High-end luxury resorts do exist in Bhutan but the room rates are over and above the daily tourist tariff. Contact us for more info if you're interested in luxury accommodations.

Hotel Migmar clock wall

Bhutanese food is generally hearty and spicy. The national dish is ema datse which is chilies and cheese. Bhutanese will tell you that "chili is a vegetable, not a spice!" If you like spicy food, you will have your fill in Bhutan! However, Bhutanese people understand that not everyone likes burning hot chili dishes three meals a day: restaurants and hotels serving overseas visitors all prepare milder dishes to appeal to all palates. Vegetarians should not have too much trouble in Bhutan as many dishes are vegetable-based.

bucket 'o' heat

Money in Bhutan
The currency used in Bhutan is the Ngultrum. Right now, $1 US is worth about 45 Ngultrum. Only paper money is in circulation with note denominations of 1, 5, 10, 50, 100, 500 and 1000. These notes depict iconic structures in Bhutan.

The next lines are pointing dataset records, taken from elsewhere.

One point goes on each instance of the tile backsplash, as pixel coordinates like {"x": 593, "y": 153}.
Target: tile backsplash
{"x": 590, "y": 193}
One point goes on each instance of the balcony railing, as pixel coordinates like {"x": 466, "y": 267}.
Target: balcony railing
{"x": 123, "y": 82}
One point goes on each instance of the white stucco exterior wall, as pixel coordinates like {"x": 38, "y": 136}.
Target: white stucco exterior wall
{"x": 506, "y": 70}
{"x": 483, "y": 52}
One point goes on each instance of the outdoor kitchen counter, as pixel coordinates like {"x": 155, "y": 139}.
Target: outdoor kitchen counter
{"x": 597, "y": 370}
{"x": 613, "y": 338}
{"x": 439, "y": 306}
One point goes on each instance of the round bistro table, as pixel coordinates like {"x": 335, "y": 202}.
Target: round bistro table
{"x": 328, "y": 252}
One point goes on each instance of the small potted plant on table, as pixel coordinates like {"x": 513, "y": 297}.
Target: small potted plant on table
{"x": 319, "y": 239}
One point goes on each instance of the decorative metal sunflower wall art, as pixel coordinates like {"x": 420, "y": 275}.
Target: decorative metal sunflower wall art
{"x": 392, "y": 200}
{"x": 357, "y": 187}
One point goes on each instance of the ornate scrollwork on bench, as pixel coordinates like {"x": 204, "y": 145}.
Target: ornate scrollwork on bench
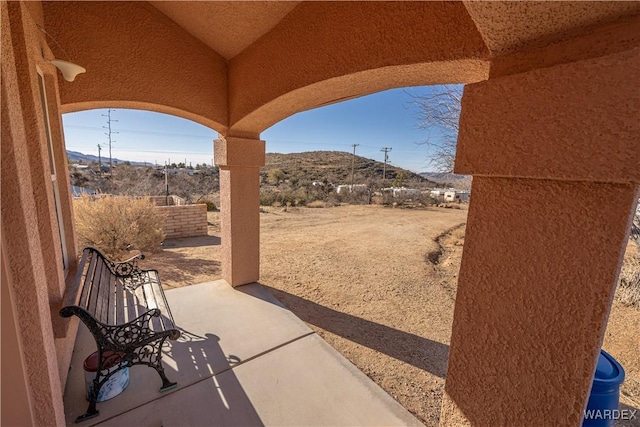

10 Ngultrum note and Paro Dzong

- For bringing money in, cash is the way to go. You can change your cash into Ngultrum at the airport exchange counter in the same room where you'll pick up your luggage. Do it then to save a trip to a bank later. Bills in major currencies will be accepted (US, Euros, Pounds Sterling, Canadian dollars, Australian dollars, Hong Kong dollars, Singapore dollars and Rupees). You will get a better rate for larger bills (i.e. $50 and $100 notes). Ask to get some smaller bills in your bundle from the exchange counter.
- Despite contradictory information being given out by the banks themselves, only American dollar travelers' cheques can be cashed at major bank branches without a huge amount of commotion and  trouble.
- There is an ATM in Thimphu which takes MasterCard. There have been some technical problems, though, so if the machine is out of order on the one day you're in Thimphu, you're out of luck. Don't rely on using your MasterCard to withdraw cash.
- Some of the bigger souvenir stores take Visa cards. Again, don't assume that you'll be able to make all purchases with credit cards. Also, you'll probably get a better price if you pay with Ngultrum.
- If disaster strikes, or if you see a work of art you cannot live without, you could make use of the Western Union money transfer service through Bhutan Post.
- If you've arrived via India, you'll be fine using Rupee notes for everything. The Rupee and Ngultrum are at par. Note that 500 and 1000 Rupee notes are not accepted.
- Nobody actually says 'Ngultrum' or writes it on a price tag or a menu.  People say 'Nu' instead. In fact, when you ask the price of things, you will most often be told the value in Rupees even though you pay in Ngultrum.
- Try to keep a few lower denomination notes aside (10s, 50s, 100s) to leave as offerings at the altar and donation box whenever you visit a shrine or a temple. They can really use your contributions.
- Keep in mind that your trip to Bhutan will be paid for before you even arrive. You will only need spending money for souvenirs and shopping, alcohol and donations or tips if you desire. If you want to add a luxury experience to your trip (dinner at the Taj Tashi, for example), you can expect to use a credit card.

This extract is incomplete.